Besides being interested in North Africa, I chose to study in Morocco because I figured it would be a place where I could work on Arabic while also putting my French to use. What I did not expect was the complicated and somewhat overwhelming reality of being caught between multiple languages.
Arabic is the official language of Morocco and the variety spoken here is Darija. The Modern Standard Arabic, or Fusha, that I have studied is used here as throughout the Arab world in formal contexts such as education, administration, and the media. Then there’s French, spoken by many Moroccans and used in many of the same contexts as Fusha as well as in contexts that cater to European tourists or expats. Spanish takes on some of this role in the north near Spain, and English is also emerging as a popular second language. This is not to mention Amazigh (or Berber), the language of the indigenous population of Morocco, which is an official language alongside Arabic.
Jumping into this linguistic whirlwind is both exhilarating and exhausting. At the IES Abroad center, I take a Fusha class, a Darija class, a class in French, and a class in English. In one day, I attempt to navigate three to four different languages.
At home I try to speak to my host family in Arabic as much as I can. But the question is, do I use Fusha or Darija? Usually I end up speaking in Fusha, inconsistently mixing in the limited Darija I’ve learned. When I don’t know how to say something in Arabic, or when I want to be sure I don’t miscommunicate, I revert to French. My family speaks back to me in a mixture of French, Fusha, and occasionally Darija, but among themselves it’s rapid-fire Darija all the way. Most of the time I can’t understand when they speak to each other.
Away from home and the center, I am never quite sure what language I should speak. As a white American woman, I often get “Bonjour” or even “Hello” from the get-go. I try to use Arabic when I can, and so far my Darija has enabled me to order tea in a café and communicate with taxi drivers. Speaking Fusha sometimes feels strange because it’s an acquired dialect/second language for Arabic speakers themselves, and my Fusha classes have prepared me more to talk about things like international relations than everyday life. While I feel comfortable expressing myself in French, I don’t want to assume that everyone I meet in Morocco speaks it. French was after all a language imposed through colonialism.
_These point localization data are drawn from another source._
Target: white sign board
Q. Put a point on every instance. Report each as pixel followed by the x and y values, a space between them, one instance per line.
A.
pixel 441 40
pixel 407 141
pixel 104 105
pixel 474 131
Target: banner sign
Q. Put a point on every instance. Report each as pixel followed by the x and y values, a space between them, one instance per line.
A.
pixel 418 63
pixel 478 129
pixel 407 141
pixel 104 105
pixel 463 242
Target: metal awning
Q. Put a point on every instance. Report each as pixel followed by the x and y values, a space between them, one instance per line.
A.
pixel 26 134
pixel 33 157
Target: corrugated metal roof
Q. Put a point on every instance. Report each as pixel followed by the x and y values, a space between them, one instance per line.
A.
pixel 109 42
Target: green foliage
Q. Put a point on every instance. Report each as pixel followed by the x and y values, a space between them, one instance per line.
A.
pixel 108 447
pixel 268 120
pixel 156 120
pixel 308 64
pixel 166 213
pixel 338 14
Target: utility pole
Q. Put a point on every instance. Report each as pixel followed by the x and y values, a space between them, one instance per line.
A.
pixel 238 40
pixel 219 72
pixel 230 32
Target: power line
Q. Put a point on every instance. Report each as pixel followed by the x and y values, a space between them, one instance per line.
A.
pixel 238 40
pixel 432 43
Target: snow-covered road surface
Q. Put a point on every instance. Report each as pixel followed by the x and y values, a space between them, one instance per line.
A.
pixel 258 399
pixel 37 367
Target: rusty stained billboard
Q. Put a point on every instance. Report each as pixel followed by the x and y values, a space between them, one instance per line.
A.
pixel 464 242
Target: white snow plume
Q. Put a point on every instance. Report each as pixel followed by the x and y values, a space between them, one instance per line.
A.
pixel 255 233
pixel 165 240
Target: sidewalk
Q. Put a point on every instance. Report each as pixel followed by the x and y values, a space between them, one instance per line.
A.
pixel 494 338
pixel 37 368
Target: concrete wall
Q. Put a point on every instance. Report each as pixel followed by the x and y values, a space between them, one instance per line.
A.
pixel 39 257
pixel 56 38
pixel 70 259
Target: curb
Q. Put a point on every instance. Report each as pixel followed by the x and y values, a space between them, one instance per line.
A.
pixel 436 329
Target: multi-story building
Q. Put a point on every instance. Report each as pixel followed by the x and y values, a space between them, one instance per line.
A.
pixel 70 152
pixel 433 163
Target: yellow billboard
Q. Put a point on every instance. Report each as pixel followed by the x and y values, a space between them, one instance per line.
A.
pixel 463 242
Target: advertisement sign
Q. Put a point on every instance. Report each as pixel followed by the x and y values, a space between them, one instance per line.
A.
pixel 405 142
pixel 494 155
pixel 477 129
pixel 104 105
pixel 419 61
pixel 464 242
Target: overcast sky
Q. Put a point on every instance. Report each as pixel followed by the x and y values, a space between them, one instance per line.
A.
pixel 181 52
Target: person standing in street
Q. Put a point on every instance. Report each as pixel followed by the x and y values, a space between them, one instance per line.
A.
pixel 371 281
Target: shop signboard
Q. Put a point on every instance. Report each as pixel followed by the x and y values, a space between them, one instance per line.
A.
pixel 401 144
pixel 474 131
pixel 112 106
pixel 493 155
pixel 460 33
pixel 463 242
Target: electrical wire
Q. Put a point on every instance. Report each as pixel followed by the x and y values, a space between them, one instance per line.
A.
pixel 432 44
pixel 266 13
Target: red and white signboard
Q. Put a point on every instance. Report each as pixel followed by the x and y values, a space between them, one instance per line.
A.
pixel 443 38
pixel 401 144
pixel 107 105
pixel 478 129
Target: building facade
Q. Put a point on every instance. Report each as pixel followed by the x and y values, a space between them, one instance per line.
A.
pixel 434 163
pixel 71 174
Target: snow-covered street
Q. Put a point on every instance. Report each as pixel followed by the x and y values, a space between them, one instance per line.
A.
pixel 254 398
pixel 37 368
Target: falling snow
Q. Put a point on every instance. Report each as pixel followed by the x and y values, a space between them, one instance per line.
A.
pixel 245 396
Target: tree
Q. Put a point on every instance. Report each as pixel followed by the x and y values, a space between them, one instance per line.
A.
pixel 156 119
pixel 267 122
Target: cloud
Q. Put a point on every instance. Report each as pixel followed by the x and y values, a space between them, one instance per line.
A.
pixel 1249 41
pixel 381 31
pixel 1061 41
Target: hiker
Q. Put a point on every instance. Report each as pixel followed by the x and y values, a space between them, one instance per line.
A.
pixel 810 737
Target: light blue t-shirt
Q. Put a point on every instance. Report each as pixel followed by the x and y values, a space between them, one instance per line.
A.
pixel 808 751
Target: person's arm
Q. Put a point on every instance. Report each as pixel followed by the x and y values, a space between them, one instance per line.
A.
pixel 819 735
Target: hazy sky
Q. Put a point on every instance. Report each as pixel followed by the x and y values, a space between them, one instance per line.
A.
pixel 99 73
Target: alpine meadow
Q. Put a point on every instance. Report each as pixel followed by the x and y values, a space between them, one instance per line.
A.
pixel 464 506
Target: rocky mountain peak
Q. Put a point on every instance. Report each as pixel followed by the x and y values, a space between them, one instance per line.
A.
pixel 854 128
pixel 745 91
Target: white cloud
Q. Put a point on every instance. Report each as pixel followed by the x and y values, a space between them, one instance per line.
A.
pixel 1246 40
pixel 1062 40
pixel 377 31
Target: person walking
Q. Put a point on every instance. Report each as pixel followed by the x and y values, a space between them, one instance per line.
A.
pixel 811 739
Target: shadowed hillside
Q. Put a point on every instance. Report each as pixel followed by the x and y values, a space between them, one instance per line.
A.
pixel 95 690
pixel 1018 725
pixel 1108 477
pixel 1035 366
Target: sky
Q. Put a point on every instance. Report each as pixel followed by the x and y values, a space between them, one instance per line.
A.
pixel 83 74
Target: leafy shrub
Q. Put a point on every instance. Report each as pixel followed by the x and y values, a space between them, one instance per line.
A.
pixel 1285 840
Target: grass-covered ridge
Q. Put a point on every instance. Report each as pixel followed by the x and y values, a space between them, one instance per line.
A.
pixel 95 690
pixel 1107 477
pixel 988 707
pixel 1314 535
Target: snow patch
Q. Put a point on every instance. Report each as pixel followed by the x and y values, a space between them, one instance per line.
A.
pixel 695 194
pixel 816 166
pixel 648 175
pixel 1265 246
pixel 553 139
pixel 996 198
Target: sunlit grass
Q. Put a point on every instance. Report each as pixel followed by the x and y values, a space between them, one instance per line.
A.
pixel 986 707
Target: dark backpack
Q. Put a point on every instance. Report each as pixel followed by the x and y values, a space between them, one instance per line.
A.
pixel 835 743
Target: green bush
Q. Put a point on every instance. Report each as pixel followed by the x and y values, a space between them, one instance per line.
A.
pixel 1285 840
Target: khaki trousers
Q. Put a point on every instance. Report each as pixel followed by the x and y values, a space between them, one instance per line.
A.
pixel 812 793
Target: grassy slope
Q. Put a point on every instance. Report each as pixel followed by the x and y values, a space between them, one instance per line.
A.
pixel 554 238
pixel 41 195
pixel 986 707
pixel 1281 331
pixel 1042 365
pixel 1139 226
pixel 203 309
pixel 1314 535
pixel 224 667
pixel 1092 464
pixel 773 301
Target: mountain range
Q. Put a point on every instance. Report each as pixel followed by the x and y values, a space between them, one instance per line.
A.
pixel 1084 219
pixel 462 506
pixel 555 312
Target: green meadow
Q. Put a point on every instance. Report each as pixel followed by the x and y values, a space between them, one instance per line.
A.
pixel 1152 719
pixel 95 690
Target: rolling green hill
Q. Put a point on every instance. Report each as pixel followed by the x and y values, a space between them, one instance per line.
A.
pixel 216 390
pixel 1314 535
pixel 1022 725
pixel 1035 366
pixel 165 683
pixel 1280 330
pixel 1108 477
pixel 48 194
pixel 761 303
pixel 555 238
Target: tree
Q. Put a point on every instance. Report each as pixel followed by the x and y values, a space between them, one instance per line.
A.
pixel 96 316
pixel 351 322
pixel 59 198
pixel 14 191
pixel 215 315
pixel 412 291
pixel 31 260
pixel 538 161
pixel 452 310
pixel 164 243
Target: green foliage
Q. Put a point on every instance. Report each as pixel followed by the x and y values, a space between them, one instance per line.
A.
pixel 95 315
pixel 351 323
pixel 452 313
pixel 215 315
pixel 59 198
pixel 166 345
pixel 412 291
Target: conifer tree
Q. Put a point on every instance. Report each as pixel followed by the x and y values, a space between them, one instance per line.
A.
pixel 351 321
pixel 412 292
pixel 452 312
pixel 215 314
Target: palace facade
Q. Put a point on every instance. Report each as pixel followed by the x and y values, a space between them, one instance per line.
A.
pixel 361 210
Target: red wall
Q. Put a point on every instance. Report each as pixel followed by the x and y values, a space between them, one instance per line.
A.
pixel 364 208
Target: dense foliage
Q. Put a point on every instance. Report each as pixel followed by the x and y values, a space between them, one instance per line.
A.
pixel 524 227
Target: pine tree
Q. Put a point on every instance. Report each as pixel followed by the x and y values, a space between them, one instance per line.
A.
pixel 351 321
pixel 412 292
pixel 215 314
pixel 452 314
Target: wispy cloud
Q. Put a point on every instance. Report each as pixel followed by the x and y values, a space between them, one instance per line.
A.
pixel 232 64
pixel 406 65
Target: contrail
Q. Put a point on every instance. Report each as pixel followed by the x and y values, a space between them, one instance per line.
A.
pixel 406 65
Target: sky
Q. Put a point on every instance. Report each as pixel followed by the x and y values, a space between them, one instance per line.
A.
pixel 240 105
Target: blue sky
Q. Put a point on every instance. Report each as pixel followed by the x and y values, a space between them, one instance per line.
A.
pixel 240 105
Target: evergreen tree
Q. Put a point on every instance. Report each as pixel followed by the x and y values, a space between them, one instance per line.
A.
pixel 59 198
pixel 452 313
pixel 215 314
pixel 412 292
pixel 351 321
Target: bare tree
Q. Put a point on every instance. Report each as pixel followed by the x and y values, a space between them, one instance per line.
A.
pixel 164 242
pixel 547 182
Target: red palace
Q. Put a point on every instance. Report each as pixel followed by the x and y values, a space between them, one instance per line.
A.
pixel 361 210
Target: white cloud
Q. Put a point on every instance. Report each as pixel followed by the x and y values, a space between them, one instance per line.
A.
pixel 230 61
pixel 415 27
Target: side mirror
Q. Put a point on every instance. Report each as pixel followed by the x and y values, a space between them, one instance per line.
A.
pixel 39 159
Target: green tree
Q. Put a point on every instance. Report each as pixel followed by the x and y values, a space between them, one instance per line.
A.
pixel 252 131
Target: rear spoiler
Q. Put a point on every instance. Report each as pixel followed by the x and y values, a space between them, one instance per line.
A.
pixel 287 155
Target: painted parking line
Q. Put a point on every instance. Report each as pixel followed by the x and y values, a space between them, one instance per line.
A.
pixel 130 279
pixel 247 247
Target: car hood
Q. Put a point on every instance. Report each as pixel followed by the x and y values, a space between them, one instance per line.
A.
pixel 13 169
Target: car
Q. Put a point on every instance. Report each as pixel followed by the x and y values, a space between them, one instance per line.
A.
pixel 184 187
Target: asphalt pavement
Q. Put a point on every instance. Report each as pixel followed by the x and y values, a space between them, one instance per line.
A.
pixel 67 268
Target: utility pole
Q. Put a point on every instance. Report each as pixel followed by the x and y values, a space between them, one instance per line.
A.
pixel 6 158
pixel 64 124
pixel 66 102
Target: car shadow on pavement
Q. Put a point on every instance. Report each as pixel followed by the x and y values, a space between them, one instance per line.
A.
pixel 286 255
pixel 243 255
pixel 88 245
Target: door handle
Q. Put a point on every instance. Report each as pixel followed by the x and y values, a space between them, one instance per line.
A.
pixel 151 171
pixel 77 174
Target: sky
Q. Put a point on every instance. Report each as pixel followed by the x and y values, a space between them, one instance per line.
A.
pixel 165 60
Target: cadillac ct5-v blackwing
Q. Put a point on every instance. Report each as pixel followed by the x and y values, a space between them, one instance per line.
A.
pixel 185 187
While out to eat at a restaurant with friends, the waiter saw how clearly American we were and spoke to us in English from the start. We however wanted to practice our various languages. One of us would attempt to order in French, another in Darija, another sticking to English, dropping in different words that we knew and switching back and forth when we got stuck. I felt rather ridiculous not knowing what language to use, but it is an interesting new linguistic experience to have multiple options.